Проезжаем мимо Таврического дворца; окна купола и фасада залиты почему-то электрическим светом, несмотря на поздний час. (Учредительное собрание разошлось до января.) Латыши лопочут на своем языке. На ухабе один из них выпустил винтовку, которую я еле успел устранить, и штык был уже около моих глаз. А ведь я вижу лишь одним глазом.
Въезжаем в ворота крепости и, миновав собор, останавливаемся у крепости налево. Выходим и идем какими-то закоулками и простенками, заваленными снегом. Зима была очень снежная. В глухом застенке остаемся очень долго, минут двадцать – тридцать. Я в осеннем пальто, так как ватного почти никогда не ношу. Мороз в 20 градусов, и мы беспокоимся за чахоточного Кокошкина. Просим, чтобы ввели в помещение, и через некоторое время нас вводят в старую мрачную гауптвахту, а еще через некоторое время – к коменданту, где у нас отбираются деньги, ножики, и, наконец, через длинные коридоры Трубецкого бастиона – в одиночные камеры, расположенные рядом. Моя камера № 72 была самой последней в бастионе.
Тяжелая дверь захлопнулась, щелкнул замок, и шаги удалились. Я помню, В.Д. Набоков рассказывал, как профессор-криминалист водил их студентами в тюрьму и какое сильное впечатление на него произвело, когда при демонстрации одиночной камеры для наглядности за ним заперли дверь и он остался один в камере.
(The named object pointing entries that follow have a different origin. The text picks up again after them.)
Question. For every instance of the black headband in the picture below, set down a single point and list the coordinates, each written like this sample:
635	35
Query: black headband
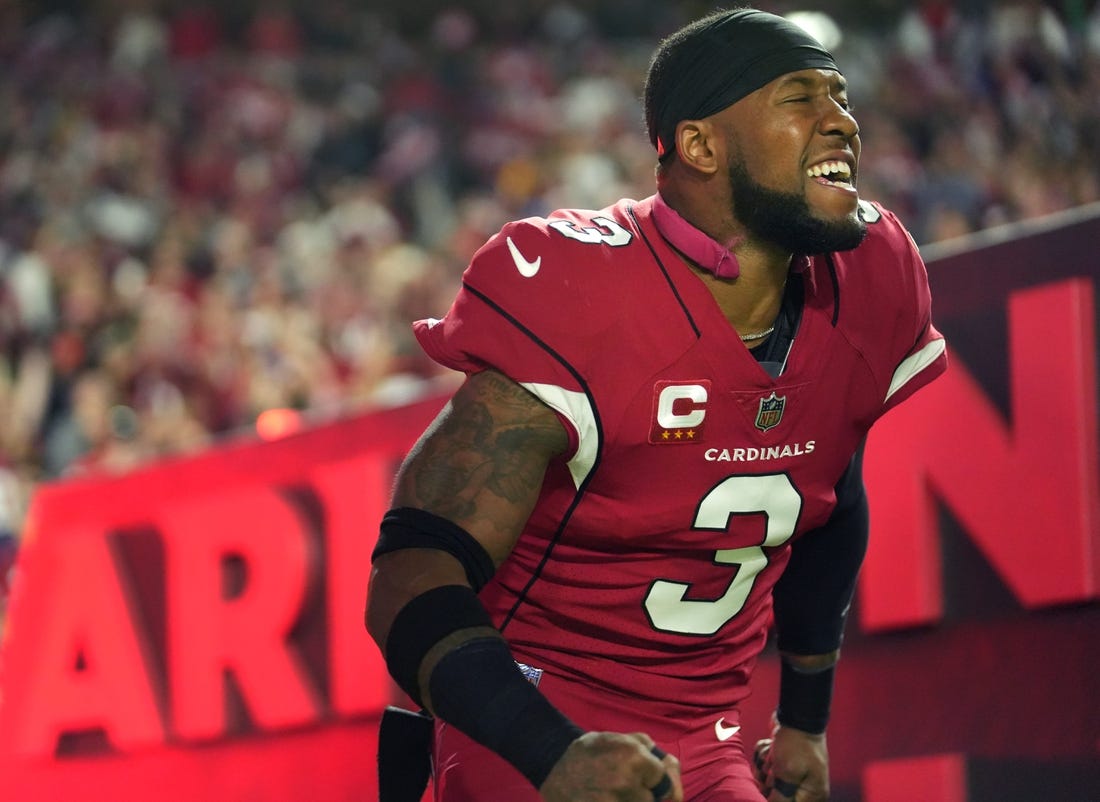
717	61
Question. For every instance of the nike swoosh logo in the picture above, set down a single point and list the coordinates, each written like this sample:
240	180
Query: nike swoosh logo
526	268
724	733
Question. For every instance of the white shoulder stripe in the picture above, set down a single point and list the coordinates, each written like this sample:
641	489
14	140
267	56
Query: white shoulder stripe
914	363
576	408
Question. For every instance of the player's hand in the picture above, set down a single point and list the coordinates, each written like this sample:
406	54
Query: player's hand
792	766
613	767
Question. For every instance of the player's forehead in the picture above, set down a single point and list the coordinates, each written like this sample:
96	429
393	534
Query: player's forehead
810	79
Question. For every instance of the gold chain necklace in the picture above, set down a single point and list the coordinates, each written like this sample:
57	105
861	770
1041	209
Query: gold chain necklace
756	334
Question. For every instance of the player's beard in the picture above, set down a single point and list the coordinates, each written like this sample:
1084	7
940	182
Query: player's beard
787	220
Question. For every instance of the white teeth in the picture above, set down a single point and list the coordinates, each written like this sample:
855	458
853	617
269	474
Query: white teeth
840	169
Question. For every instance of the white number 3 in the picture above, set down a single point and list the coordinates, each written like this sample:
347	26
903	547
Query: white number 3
772	495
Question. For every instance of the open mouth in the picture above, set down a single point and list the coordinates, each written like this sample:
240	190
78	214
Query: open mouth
834	174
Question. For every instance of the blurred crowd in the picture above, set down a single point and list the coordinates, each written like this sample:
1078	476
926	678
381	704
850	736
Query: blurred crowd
213	210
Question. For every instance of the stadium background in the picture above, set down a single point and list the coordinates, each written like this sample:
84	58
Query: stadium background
216	222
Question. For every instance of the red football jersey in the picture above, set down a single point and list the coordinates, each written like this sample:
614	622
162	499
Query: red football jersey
647	567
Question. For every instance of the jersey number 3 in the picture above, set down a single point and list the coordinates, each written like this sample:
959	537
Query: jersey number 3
771	495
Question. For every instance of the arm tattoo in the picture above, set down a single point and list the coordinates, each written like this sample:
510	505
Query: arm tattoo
496	439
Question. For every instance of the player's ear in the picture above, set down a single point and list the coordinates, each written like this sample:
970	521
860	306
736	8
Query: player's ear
696	142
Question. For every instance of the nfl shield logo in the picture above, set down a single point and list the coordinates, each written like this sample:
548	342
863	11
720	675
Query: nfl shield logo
770	412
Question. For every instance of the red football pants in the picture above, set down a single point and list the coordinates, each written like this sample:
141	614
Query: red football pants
711	753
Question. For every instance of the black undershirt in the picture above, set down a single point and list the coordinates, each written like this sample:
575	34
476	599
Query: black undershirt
772	352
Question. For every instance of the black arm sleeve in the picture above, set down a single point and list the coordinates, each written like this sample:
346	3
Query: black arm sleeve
813	595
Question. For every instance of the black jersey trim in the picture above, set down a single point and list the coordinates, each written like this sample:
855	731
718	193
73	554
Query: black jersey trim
664	272
595	462
836	287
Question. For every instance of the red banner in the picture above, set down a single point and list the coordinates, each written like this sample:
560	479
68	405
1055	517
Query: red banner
194	630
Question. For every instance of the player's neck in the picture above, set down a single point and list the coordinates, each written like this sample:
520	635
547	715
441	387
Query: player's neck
751	301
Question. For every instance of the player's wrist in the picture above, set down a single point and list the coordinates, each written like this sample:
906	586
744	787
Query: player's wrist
805	698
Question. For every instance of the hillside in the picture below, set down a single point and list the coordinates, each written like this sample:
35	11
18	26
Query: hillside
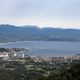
9	33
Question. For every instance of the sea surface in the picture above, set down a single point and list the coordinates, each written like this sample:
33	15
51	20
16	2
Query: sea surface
46	48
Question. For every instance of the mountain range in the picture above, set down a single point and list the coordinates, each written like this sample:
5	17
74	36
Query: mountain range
10	33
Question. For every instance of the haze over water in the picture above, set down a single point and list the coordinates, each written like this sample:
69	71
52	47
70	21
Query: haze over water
46	48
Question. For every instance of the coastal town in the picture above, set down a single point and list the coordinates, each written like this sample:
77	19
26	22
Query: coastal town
16	54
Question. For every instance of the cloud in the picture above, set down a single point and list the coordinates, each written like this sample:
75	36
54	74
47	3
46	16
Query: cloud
52	10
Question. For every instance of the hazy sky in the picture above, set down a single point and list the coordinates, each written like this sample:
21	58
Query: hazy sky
43	13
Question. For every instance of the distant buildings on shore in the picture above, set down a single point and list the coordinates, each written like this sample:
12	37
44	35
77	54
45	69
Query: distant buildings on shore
11	55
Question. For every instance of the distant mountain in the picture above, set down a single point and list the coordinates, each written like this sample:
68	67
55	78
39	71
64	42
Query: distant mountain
9	33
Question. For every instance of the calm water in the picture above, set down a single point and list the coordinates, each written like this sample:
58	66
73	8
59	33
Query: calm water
46	48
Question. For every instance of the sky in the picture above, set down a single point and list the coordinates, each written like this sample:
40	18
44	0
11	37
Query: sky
42	13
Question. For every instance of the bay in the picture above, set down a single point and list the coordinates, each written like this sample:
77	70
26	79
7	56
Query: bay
46	48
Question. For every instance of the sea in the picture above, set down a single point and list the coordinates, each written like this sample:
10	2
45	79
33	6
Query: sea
46	48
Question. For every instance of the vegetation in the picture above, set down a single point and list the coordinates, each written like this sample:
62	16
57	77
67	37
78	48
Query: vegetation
30	70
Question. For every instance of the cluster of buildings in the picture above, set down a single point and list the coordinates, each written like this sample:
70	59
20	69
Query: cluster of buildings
56	59
7	56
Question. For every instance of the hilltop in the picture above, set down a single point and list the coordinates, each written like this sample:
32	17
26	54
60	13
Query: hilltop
10	33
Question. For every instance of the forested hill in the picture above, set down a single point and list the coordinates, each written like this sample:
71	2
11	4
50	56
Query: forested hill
9	33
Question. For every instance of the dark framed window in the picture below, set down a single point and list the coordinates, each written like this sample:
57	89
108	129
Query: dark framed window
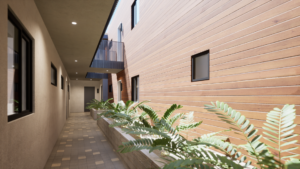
19	60
135	13
135	88
200	66
53	75
110	88
62	82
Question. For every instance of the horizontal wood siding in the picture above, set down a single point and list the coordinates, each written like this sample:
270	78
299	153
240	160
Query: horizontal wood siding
254	56
124	93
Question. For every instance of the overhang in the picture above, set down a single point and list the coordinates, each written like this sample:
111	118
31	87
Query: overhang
77	42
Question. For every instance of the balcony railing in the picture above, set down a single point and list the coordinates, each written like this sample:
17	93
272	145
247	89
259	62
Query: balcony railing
110	54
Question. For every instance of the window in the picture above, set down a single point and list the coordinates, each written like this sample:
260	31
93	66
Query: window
200	66
135	88
19	73
53	75
119	90
110	88
135	11
62	82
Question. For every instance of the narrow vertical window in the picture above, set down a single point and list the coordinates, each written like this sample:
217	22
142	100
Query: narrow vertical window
53	75
135	13
62	82
19	73
110	88
135	88
200	66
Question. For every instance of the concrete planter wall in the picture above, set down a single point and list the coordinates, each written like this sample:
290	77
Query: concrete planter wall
94	113
134	160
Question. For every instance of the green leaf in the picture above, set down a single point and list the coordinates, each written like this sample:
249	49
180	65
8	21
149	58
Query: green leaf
241	120
256	138
266	128
245	124
287	133
270	135
250	128
290	149
288	143
252	133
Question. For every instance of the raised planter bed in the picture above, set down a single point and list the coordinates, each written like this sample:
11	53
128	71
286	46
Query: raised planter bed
134	160
94	113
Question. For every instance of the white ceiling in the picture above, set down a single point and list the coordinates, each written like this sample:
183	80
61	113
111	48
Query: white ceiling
76	42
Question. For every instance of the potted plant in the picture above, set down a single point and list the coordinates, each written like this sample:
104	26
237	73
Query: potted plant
97	107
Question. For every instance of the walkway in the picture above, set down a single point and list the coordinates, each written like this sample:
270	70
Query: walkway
82	145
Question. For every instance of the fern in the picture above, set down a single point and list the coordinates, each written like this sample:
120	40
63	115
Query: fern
253	146
188	126
151	113
168	113
279	127
175	118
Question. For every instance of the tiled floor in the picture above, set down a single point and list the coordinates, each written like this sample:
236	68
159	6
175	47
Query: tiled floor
82	145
Я был скорее озадачен всем происшедшим в сегодняшний день: неприкосновенность личности, «вся власть Учредительному собранию», «враг народа» и… камера № 72.
Я как-то старался выдавить в себе ужас, но ничего из этого не выходило. Я думаю, что демонстрация ужасов в кинематографах, описание в романах или даже демонстрация тюрьмы студентам производят гораздо более впечатления, чем когда испытываешь их сам в жизни. Тогда все приспособлено и приурочено к восприятию «ужаса», а в жизни внимание отвлекается массой деталей настоящего, соображениями о будущем.
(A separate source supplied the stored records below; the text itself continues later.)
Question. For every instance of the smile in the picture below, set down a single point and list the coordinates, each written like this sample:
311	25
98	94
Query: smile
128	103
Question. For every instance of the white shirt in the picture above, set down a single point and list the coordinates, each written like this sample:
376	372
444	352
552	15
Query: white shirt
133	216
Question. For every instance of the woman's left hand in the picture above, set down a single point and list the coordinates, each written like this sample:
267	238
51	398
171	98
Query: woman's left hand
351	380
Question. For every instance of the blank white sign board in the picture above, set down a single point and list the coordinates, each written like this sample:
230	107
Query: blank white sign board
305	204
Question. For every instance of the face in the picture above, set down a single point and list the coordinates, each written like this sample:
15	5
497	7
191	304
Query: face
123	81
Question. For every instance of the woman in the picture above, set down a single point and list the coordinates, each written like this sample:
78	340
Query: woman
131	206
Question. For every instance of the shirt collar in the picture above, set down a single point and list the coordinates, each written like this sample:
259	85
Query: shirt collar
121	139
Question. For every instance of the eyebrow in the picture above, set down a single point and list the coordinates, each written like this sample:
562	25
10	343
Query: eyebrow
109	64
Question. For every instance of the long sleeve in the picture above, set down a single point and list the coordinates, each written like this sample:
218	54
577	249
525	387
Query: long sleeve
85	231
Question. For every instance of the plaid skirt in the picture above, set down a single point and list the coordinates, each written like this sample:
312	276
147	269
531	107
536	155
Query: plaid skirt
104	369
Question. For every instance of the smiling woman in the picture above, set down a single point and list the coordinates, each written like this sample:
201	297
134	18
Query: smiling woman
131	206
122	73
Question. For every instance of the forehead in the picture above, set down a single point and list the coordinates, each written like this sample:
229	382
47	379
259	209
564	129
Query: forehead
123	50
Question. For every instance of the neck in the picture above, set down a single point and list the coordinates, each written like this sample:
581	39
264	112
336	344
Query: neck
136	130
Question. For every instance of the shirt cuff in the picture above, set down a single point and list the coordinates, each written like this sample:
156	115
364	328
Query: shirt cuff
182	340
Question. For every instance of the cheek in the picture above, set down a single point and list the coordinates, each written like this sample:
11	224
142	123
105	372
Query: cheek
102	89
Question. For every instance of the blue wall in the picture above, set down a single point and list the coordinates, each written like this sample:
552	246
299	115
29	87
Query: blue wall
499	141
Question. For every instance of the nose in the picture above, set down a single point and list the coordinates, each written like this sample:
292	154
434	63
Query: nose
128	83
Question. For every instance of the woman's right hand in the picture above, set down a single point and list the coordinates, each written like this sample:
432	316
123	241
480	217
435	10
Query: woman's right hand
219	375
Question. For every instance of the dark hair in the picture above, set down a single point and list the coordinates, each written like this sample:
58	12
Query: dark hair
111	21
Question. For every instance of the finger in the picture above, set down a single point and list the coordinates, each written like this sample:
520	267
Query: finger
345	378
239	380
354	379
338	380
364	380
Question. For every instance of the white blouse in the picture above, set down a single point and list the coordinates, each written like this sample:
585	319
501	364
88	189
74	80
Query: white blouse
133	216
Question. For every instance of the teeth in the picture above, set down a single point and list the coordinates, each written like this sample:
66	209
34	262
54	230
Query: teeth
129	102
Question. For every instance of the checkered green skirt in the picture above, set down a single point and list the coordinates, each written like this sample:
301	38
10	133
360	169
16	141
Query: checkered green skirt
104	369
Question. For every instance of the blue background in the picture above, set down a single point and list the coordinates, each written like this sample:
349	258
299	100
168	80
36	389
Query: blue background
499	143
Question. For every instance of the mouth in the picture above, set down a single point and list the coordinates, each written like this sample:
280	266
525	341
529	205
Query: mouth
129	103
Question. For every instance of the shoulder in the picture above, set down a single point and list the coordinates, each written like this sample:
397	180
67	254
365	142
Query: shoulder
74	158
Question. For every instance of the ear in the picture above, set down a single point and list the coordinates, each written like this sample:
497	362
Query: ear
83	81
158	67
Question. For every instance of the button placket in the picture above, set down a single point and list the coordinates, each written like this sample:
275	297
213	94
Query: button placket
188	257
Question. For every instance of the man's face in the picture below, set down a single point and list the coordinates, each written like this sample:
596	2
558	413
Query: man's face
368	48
Бегло осмотрев камеру, я завалился не раздеваясь на кровать и, страшно усталый, сейчас же заснул, не подозревая, что пробуду здесь около трех месяцев и выйду уже один из тюрьмы, без моих убитых друзей.
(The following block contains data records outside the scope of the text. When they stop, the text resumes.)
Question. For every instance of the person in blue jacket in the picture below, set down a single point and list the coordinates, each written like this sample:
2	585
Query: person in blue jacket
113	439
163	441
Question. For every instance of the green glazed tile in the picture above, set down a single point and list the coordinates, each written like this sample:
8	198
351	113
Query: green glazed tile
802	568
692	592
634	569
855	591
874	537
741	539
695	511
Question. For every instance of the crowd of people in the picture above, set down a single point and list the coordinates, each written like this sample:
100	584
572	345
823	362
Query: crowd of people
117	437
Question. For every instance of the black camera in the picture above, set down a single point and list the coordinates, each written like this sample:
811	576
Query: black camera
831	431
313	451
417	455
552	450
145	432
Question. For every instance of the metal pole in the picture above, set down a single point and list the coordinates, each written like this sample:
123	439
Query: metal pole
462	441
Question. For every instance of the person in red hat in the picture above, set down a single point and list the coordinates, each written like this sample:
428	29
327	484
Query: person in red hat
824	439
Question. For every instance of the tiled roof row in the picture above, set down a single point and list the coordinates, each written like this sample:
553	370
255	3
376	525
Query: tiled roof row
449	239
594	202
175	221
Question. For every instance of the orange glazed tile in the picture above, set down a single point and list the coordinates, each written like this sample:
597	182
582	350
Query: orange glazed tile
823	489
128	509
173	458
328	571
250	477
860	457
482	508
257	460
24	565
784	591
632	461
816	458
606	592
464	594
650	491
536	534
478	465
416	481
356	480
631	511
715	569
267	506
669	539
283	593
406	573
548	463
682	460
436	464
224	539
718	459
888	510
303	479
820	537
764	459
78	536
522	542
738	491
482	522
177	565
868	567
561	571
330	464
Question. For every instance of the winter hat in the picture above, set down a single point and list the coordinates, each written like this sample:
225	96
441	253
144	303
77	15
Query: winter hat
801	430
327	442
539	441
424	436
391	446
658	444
Наш коридор был самый сырой и холодный, и особенно моя камера, как крайняя. Через день Кокошкина, как чахоточного, перевели в другой коридор, а меня в камеру № 69, рядом с сидевшим в № 70 Шингаревым, где мы с ним все время и просидели.
Камеры были большие, хорошие. Привинченные к стене кровать и столик рядом, над которым за матовым стеклом в стене электрическая лампа (только вечером). Более мебели никакой, так что сидеть приходилось на кровати. Вещи клались на газетной бумаге на полу. Дверь с глазком и небольшое высокое окно с решеткой. Огромное удобство – отсутствие параши и проведенная вода. Раковина с краном и судно с откидывающимся сиденьем, так что чистоту и воздух можно было отлично поддерживать. Пол мели мы ежедневно сами. Так как я здоров и не боюсь холода, то всего хуже было отсутствие света в зимние петроградские месяцы. Лампочка была тусклая и рано гасла. Потом двоюродная сестра принесла лампу и керосин, и я читал до поздней ночи. Надписи на стенах были неинтересные, современные.